Industrial commodities were also hit. Three-month copper fell 2.6 percent to $9,114 a tonne, the lowest since June 29. It lost 1.9 percent in the last session. The Reuters-Jefferies CRB index, a global commodities benchmark, fell to a seven-month low as raw materials markets experienced one of their biggest sell-offs since the financial crisis.
All eyes on Europe
Apart from signs that the U.S. and global economies are weakening despite record low interest rates and the pumping of liquidity into the system, the focus was clearly on Europe, where bond yields in Spain and Italy have been blowing out, threatening the same kind of refinancing problems that have already slammed Greece, Ireland and Portugal.

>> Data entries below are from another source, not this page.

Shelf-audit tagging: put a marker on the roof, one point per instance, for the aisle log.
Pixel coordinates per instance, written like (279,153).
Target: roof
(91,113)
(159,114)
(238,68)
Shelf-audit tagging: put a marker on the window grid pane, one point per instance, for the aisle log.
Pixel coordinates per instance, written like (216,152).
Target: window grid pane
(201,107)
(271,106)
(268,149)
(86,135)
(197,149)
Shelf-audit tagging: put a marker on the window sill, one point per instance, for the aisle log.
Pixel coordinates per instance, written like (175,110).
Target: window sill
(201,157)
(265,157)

The European Central Bank disappointed investors Thursday by buying Irish and Portuguese bonds but not Italian or Spanish debt.

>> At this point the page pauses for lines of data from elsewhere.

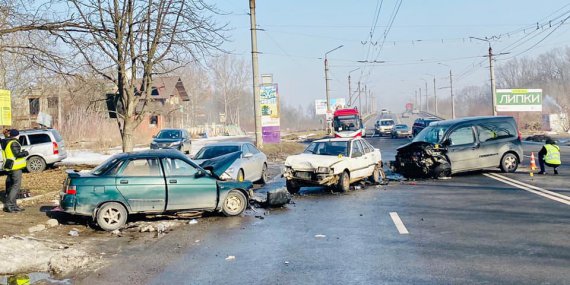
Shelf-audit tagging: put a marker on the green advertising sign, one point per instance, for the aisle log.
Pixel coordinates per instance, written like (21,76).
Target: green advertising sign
(519,100)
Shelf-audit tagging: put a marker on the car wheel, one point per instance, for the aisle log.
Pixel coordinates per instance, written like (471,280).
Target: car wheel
(509,162)
(375,177)
(292,186)
(344,182)
(264,177)
(111,216)
(35,164)
(234,204)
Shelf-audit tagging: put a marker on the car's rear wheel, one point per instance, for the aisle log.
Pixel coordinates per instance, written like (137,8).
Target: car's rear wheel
(344,182)
(509,162)
(35,164)
(234,204)
(292,186)
(241,176)
(111,216)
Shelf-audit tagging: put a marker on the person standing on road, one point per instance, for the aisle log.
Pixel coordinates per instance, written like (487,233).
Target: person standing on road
(14,162)
(549,155)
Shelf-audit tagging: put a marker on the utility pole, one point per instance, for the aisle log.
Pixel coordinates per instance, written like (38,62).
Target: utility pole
(435,96)
(451,90)
(255,67)
(492,70)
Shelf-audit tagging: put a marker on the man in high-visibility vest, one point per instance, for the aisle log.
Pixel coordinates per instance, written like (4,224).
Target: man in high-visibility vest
(549,155)
(14,162)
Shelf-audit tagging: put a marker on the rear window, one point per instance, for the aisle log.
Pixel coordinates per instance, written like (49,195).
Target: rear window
(39,138)
(56,135)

``Would the ECB please get serious?'' Berenberg private bank said in a note. ``We need a circuit breaker to stop the vicious circle in which fear feeds on fear.'' Jane Foley, senior currency strategist at Rabobank, said, ''The Swiss National Bank is caught between a rock and a hard place. It's difficult to see the franc being anything but well bid in the current environment.''
The ECB bought Portuguese and Irish government bonds, slightly easing pressure on Italian and other euro-zone peripheral debt, which had earlier offered euro-era high premiums over less risky Germany.
But Italian 10-year government bond yields rose above their Spanish equivalent.
Italy has emerged as the market's major concern after a rescue deal that was intended to stop the spread of the crisis failed to convince investors it had the firepower to ease pressure on the vast Italian bond market.